Lui qui avait justifié le report par la crainte de contestation pré et post-électorales et de violences comme le pays en a connu en mars 2021 et juin 2023, a insisté sur sa volonté d'apaisement et de réconciliation.
"Le 2 avril, ma mission se termine à la tête du Sénégal", a-t-il dit, piqué au vif par le fait que son attachement aux principes démocratiques ait fait l'objet de "procès d'intention", dans son pays comme à l'étranger.
Patate et pilule
Mais pour la date, M. Sall, soumis à de multiples pressions nationales et internationales pour organiser le plus vite possible cette élection, aura des discussions lundi et mardi, d'abord avec les candidats, puis avec les autres acteurs politiques et sociaux. Il écoutera "ce que le dialogue dira" et "si un consensus peut être obtenu sur la suite".
A défaut d'accord, il appartiendra au Conseil constitutionnel de trancher, a-t-il dit.
"Le président rassure le pays", a titré le quotidien gouvernemental le Soleil. Au contraire, il "refile les patates chaudes au dialogue", affichait le journal Vox Populi.
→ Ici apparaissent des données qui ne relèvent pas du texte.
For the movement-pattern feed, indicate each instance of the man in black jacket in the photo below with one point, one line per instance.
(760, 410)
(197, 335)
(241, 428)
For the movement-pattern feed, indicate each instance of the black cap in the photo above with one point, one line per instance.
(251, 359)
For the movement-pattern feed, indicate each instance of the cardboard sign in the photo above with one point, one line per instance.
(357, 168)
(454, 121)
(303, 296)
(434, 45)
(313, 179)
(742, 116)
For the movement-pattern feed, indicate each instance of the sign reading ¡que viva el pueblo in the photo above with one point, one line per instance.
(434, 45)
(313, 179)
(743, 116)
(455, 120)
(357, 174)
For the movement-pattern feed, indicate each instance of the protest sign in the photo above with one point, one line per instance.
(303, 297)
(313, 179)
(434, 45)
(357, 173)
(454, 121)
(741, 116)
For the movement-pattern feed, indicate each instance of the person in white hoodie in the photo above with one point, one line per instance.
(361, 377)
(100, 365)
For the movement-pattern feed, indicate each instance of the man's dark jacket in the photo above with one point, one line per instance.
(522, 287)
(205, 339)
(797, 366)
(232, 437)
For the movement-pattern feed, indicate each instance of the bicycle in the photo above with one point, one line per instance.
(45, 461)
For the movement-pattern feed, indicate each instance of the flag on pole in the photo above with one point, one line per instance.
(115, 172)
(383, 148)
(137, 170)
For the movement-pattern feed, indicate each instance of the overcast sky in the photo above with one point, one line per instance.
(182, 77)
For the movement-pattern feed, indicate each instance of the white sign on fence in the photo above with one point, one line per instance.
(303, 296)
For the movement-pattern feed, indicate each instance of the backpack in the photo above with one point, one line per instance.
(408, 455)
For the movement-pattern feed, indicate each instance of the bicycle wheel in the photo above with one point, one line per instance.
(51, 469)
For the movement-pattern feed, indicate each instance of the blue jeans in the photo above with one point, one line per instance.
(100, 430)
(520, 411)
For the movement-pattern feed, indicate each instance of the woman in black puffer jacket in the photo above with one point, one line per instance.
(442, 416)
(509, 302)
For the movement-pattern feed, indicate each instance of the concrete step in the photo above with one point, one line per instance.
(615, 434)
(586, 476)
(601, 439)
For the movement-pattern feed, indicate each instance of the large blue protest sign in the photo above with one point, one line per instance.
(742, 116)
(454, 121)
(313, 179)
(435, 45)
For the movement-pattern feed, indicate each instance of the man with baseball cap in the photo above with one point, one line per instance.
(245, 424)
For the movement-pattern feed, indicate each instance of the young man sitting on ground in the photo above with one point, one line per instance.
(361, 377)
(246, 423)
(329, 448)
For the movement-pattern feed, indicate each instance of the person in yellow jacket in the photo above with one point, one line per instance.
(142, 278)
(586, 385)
"Notre position, c'est (avant) le 2 avril, sinon c'est la crise", a dit à l'AFP Malick Diop pour Aar Sunu Election. Le collectif redoute la situation exceptionnelle de vacance dans laquelle s'organiserait l'élection.
Aar Sunu Election, qui a mobilisé plusieurs milliers de personnes le week-end dernier à Dakar, maintient ses actions, dont un nouveau rassemblement samedi à Dakar et une journée ville morte mardi, a-t-il dit.
Le candidat Thierno Alassane Sall a accusé le président de manoeuvre. M. Sall va sélectionner pour son dialogue des participants divisés, a-t-il dit sur les réseaux sociaux. Puis il prétextera de l'absence de consensus "pour réintroduire et exclure qui bon lui semble" de la liste des candidats "et rester jusqu'à la passation de pouvoir" au-delà du 2 avril, a-t-il poursuivi.
"Pour faire passer la pilule, Macky Sall nous offre une amnistie", ajoute-t-il.
Le président a envisagé la possibilité de libérations provisoires, de grâces ou d'une loi d'amnistie, dont pourraient bénéficier, entre autres, Ousmane Sonko et Bassirou Diomaye Faye.
Ousmane Sonko, personnage principal d'un bras de fer avec l'Etat qui a donné lieu à plusieurs épisodes de contestation meurtrière depuis 2021, est emprisonné depuis juillet 2023 et a été disqualifié de la présidentielle. Mais la candidature de son second, Bassirou Diomaye Faye, détenu lui aussi, a été validée par le Conseil constitutionnel.